Le burkini a été un sujet, évidemment, pour moi cet été. J’étais mal à l’aise avec : il y avait la loi explicite, la loi de 1901 qui balise de manière très efficace le terrain de la religion et qui par conséquent autorise sans l’ombre d’un doute le burkini sur nos plages et il y avait cette sensation désagréable de gêne, cette peur insidieuse qui me murmurait que bientôt ce serait les femmes en bikini qui seraient regardées de travers. J’étais partagée entre ces deux états d’esprit, l’un cohabitant avec l’autre sans que je puisse trancher. Ça m’a soulagée que le Conseil d’État le fasse « à ma place », au moins les choses sont claires et la loi est ma planche de salut lorsque je suis perdue.

La séquence 2 c’est cet épisode surréaliste de la femme en monokini qui s’est fait taper dessus. Et non ce n’était pas par des personnes de confession musulmane. Il y a eu aussi des conversations avec mon entourage, cette amie très chère qui était prête à aller acheter un burkini, filer prendre un train pour se rendre à la plage et se balader avec pour soutenir le droit de ces femmes à s’habiller comme elles veulent.
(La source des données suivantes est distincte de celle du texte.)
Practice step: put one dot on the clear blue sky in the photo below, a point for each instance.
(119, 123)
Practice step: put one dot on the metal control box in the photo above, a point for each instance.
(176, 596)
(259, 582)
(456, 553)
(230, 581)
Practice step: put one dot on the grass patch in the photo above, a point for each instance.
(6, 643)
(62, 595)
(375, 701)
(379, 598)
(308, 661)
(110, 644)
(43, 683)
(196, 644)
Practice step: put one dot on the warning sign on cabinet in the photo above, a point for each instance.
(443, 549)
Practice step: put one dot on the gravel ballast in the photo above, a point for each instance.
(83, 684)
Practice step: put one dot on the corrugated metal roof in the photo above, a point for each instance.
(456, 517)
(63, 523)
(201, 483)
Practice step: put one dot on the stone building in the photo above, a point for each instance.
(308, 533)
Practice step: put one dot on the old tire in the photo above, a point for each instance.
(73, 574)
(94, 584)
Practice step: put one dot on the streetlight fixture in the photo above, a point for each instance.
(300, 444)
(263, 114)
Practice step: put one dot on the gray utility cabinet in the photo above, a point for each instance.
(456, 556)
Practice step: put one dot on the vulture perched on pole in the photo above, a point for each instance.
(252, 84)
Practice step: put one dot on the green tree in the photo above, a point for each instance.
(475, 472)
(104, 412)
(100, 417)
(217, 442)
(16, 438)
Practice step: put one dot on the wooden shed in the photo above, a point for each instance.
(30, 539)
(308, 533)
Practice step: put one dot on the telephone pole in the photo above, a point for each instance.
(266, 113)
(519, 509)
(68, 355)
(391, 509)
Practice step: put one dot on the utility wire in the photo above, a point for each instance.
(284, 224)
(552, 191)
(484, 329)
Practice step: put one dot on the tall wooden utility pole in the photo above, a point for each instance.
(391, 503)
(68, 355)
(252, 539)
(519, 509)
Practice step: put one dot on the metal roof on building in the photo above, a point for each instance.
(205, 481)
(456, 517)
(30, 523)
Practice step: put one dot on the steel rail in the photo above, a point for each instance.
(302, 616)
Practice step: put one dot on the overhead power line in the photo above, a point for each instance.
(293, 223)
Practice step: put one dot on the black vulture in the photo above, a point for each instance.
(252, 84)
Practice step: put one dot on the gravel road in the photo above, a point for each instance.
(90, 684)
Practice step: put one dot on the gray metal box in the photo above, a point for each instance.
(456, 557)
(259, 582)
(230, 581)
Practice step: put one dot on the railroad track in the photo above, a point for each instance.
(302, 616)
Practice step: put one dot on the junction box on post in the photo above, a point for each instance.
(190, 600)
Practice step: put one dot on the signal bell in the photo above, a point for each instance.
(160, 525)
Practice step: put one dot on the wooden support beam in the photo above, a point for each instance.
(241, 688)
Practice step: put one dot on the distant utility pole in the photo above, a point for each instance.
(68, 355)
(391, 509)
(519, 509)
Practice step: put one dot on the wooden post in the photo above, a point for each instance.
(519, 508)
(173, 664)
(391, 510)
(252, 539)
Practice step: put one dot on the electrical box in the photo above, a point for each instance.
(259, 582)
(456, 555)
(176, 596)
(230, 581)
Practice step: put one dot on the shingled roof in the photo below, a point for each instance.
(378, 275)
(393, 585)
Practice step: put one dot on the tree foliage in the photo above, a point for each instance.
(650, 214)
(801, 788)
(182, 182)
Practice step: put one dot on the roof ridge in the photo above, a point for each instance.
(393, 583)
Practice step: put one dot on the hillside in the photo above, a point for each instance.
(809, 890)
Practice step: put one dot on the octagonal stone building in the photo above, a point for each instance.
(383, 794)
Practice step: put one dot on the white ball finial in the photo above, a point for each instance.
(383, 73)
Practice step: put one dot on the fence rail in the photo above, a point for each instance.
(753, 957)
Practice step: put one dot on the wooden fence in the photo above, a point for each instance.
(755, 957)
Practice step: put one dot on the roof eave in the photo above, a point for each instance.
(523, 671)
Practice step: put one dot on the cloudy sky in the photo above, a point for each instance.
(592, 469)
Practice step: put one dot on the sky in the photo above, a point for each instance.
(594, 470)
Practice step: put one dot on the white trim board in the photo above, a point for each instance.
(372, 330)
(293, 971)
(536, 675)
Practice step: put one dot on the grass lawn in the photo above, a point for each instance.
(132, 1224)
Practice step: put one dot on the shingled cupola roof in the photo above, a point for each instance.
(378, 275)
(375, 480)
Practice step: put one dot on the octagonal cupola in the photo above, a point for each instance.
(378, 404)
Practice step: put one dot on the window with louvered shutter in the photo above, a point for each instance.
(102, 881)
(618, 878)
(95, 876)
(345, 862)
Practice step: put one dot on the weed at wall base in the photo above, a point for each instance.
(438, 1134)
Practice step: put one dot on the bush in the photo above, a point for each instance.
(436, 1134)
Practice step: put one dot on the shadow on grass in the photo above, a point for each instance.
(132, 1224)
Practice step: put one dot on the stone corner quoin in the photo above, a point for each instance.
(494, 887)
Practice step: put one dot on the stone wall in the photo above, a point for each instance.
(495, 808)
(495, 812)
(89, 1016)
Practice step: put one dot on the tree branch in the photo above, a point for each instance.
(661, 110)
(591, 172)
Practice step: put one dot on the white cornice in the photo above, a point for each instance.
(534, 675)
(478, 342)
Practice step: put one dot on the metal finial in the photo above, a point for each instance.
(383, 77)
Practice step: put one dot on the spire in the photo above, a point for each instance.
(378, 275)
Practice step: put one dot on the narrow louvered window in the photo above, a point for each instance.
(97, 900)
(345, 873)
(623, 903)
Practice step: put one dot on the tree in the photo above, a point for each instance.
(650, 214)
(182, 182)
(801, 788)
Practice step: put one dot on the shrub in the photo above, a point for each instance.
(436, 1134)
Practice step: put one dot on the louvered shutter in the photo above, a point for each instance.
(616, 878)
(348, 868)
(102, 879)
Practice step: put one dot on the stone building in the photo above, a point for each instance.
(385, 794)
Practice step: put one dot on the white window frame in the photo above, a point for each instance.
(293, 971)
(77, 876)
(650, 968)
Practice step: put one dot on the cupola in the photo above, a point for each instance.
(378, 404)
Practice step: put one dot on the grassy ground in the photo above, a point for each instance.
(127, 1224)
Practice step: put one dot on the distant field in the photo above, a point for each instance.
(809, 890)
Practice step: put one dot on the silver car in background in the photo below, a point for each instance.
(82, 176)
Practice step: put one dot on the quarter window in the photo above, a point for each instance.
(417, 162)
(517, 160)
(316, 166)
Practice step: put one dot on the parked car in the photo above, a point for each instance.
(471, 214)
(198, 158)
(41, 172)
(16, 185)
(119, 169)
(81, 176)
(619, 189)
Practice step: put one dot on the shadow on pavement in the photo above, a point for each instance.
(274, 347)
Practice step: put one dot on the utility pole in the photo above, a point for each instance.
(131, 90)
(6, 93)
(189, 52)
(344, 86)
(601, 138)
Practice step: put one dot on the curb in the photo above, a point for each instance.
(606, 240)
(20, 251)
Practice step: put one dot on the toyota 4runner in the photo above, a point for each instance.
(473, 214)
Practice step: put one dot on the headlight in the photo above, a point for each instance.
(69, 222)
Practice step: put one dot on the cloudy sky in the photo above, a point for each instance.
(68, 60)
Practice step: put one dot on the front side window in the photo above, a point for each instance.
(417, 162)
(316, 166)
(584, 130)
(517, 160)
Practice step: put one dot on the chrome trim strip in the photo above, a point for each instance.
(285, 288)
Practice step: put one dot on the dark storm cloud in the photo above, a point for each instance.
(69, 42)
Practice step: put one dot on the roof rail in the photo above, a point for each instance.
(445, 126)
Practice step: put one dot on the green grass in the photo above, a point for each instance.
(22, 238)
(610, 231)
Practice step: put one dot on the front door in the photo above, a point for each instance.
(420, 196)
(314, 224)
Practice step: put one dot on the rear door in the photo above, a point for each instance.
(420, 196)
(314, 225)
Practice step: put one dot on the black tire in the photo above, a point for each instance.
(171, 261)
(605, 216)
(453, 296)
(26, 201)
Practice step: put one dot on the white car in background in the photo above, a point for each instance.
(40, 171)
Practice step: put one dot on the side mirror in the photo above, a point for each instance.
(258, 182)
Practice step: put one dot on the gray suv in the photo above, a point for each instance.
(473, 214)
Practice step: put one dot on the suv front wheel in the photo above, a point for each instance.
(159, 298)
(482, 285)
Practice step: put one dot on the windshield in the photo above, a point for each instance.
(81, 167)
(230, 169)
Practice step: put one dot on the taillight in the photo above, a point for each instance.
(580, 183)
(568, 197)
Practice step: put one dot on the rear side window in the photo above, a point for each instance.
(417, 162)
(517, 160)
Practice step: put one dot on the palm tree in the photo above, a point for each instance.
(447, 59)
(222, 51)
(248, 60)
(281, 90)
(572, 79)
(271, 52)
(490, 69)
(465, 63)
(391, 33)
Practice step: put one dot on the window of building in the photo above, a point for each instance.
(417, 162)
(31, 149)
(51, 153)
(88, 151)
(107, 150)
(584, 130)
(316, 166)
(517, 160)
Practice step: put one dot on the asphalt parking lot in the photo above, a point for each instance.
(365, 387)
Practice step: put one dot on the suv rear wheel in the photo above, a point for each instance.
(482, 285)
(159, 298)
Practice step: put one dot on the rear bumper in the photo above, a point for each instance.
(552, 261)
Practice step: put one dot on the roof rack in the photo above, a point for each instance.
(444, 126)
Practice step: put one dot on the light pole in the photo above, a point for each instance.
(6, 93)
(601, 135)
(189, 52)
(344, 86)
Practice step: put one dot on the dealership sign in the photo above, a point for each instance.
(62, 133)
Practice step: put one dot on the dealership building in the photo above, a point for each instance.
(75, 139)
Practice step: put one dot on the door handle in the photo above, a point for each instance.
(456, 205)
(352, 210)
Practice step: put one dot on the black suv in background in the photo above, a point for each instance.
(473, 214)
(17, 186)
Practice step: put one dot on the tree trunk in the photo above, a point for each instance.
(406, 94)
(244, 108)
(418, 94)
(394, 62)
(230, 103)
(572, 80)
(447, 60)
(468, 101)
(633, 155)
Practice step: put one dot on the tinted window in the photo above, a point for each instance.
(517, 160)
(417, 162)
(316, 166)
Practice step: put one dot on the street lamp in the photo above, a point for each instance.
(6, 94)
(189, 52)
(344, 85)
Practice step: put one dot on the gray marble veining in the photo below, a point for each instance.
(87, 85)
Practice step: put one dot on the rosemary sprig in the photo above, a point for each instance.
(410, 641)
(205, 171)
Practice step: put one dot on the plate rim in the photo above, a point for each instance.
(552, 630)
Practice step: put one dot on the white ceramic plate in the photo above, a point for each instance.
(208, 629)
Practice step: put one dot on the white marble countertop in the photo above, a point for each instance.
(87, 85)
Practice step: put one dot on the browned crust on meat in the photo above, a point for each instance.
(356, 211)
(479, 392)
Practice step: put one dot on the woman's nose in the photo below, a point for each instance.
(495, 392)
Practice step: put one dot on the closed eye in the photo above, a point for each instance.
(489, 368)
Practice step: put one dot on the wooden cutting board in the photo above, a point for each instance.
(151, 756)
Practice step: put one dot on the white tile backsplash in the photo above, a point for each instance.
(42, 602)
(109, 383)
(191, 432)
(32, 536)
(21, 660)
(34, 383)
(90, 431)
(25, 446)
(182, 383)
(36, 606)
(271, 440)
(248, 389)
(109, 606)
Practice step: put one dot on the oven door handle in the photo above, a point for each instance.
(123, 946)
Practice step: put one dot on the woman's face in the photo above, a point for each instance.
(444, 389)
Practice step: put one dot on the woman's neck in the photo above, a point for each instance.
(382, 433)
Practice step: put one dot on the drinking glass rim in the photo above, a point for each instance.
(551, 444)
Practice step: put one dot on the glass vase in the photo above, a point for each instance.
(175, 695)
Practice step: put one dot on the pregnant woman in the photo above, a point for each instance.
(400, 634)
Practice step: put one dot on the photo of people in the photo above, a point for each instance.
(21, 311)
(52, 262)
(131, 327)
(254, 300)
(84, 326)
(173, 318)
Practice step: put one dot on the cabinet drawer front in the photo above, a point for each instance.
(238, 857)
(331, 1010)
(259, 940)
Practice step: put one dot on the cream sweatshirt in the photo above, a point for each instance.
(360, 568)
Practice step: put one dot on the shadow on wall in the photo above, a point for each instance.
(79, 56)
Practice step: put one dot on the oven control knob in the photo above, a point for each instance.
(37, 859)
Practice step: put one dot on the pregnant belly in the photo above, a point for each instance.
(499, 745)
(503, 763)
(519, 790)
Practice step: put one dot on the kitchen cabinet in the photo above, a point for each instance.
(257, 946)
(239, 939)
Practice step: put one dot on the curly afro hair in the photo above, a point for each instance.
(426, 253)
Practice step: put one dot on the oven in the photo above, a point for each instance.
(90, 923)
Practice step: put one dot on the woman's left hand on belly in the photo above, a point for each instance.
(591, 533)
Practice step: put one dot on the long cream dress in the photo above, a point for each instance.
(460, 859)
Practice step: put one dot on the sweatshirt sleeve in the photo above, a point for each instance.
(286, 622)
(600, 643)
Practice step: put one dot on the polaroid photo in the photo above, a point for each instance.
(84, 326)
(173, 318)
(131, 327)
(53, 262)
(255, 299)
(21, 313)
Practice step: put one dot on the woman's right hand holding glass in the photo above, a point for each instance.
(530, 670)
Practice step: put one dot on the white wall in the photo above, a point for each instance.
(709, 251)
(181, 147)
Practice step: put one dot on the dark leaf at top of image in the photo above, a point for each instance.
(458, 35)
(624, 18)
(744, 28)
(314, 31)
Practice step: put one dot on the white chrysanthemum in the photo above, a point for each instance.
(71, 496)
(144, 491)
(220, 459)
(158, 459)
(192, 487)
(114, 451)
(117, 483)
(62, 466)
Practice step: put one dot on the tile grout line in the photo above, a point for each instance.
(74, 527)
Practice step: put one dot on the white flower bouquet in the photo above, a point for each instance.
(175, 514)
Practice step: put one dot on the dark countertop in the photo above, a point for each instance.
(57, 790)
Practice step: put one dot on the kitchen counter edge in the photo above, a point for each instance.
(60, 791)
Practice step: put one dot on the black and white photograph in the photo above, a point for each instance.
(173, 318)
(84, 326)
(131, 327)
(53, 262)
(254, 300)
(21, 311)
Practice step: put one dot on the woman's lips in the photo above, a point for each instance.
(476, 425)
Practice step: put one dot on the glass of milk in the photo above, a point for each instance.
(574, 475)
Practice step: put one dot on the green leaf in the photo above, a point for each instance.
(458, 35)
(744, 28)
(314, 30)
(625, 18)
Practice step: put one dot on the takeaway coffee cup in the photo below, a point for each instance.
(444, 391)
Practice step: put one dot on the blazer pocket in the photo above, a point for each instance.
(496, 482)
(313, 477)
La séquence 3 c’est quand je commence à me demander pourquoi j’ai, nous avons cessé de nous mettre seins nus au bord de l’eau. J’ai cherché, aucune explication satisfaisante ne s’est dégagée. C’est arrivé, c’est tout, ça vient de nous les femmes et de la société et des hommes sûrement. J’ai arpenté fièrement des kilomètres de sable ou de dalles en monokini sans me poser une seule fois la question de savoir si j’étais impudique ou pas. Et puis j’ai eu Charlotte et à partir du moment où mes seins ont cessé d’être uniquement plaisir ou juste présents il m’a été impossible de continuer. Ma fille était près de moi, je l’ai allaitée, c’était terminé. J’imagine que confusément mon corps servant à autre chose qu’à moi, je « devais » le gérer autrement.

En fait j’ai réalisé ou plutôt je me suis mise à penser que ce n’était absolument pas un problème de « musulmanie » – j’utilise ce mot à dessein tant les réflexions négatives à propos des musulmans sont devenues hors réalité, le fantasme de gens bouffés par la peur – mais bel et bien une question occidentale, voire universelle.

Il est étrange de constater à quel point une hiérarchie est en train de se créer : il y a d’un côté les stars, les célébrités qui peuvent se permettre absolument n’importe quoi, il n’y a qu’à voir les prestations de Beyoncé et de Rihanna aux MTW Awards ( et à ce propos pourrait-on passer à autre chose que le twerk ? Non mais sans déconner ça perd de son charme et de son aspect spectaculaire, non ?), une aristocratie de la nudité qui montre son cul comme elle l’entend, si lointaine qu’elle est admirée aveuglément, c’est du néo féminisme il paraît et après tout pourquoi pas ; et il y a la foule, des millions de femmes qui se prennent des phrases toute la journée, qui réfléchissent le matin, la jupe est-elle trop courte, mon décolleté trop plongeant, pas de provocation, une négociation entre ses goûts et le monde, est-ce trop, pas assez, est-ce que je sors ce soir ? Charlotte, ma fille, 17 ans, fait attention. Un paramètre supplémentaire que je n’ai jamais eu à son âge. Elle ne s’habille pas de la même façon si elle sort ou pas, elle s’adapte à son désir de tranquillité. Il ne lui viendrait pas à l’esprit de se mettre seins nus sur la plage ou au bord d’une piscine, c’est inconcevable. On nous vend des icônes féministes et nous ne pouvons pas faire comme elles, or le propre d’un archétype n’est-il pas d’être imité ? Puis-je sortir dans la rue habillée comme Rihanna certains soirs ? La réponse est non sans l’ombre d’un doute. Est-ce que je pouvais sortir comme Brigitte Bardot dans les années 70, la réponse est (un peu plus) oui.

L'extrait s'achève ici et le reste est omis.